42.4% of those who receive intravenous zoledronic acid experience adverse events of mild to moderate severity. - GreenMedInfo Summary
Characterization of and risk factors for the acute-phase response after zoledronic acid.
J Clin Endocrinol Metab. 2010 Sep;95(9):4380-7. Epub 2010 Jun 16. PMID: 20554708
Department of Medicine, Faculty of Medical and Health Sciences, University of Auckland, Private Bag 92019, 1142 Auckland, New Zealand. [email protected]

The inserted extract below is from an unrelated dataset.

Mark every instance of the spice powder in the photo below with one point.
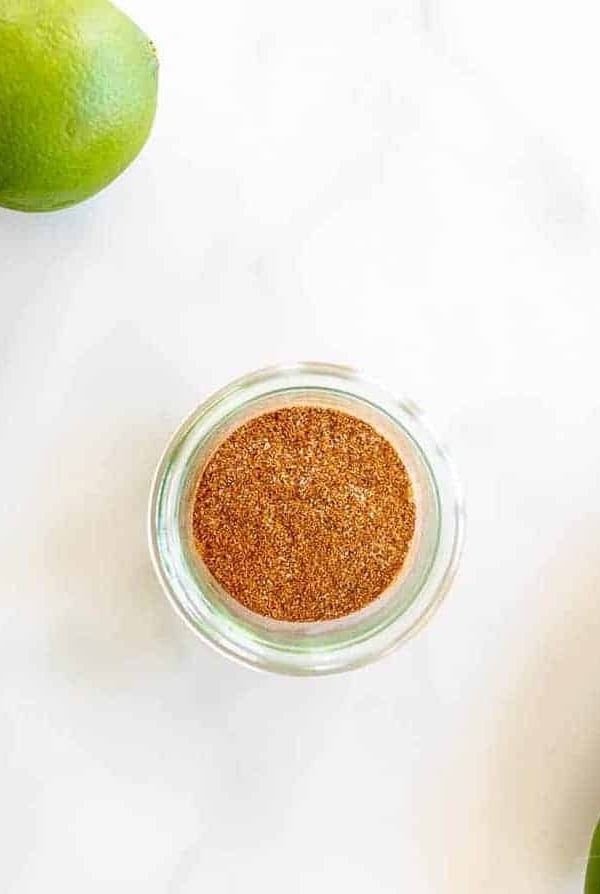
(304, 514)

CONTEXT: Intravenous aminobisphosphonates often cause an acute-phase response (APR), but the precise components of this, its frequency, and the risk factors for its development have not been systematically studied. OBJECTIVE: The objective of the study was to characterize the APR and determine its frequency and the risk factors for its development. DESIGN: The study was an analysis of adverse events from a large randomized trial. SETTING: This was a multicenter international trial. PATIENTS: Patients included 7765 postmenopausal women with osteoporosis. INTERVENTION: Zoledronic acid 5 mg annually or placebo was the intervention. MAIN OUTCOME MEASURE: Adverse events occurring within 3 d of zoledronic acid infusion were measured. RESULTS: More than 30 adverse events were significantly more common in the zoledronic acid group and were regarded collectively as constituting an APR. These were clustered into five groups: fever; musculoskeletal (pain and joint swelling); gastrointestinal (abdominal pain, vomiting, diarrhea); eye inflammation; and general (including fatigue, nasopharyngitis, edema). A total of 42.4% of the zoledronic acid group had an APR after the first infusion, compared with 11.7% of the placebo group. All APR components had their peak onset within 1 d, the median duration of the APR was 3 d, and severity was rated as mild or moderate in 90%. Stepwise regression showed that APR was more common in non-Japanese Asians, younger subjects, and nonsteroidal antiinflammatory drug users and was less common in smokers, patients with diabetes, previous users of oral bisphosphonates, and Latin Americans (P<0.05 for all). CONCLUSION: This analysis identifies new components of the APR and provides the first assessment of risk factors for it. Despite its frequency, APR rarely resulted in treatment discontinuation in this study.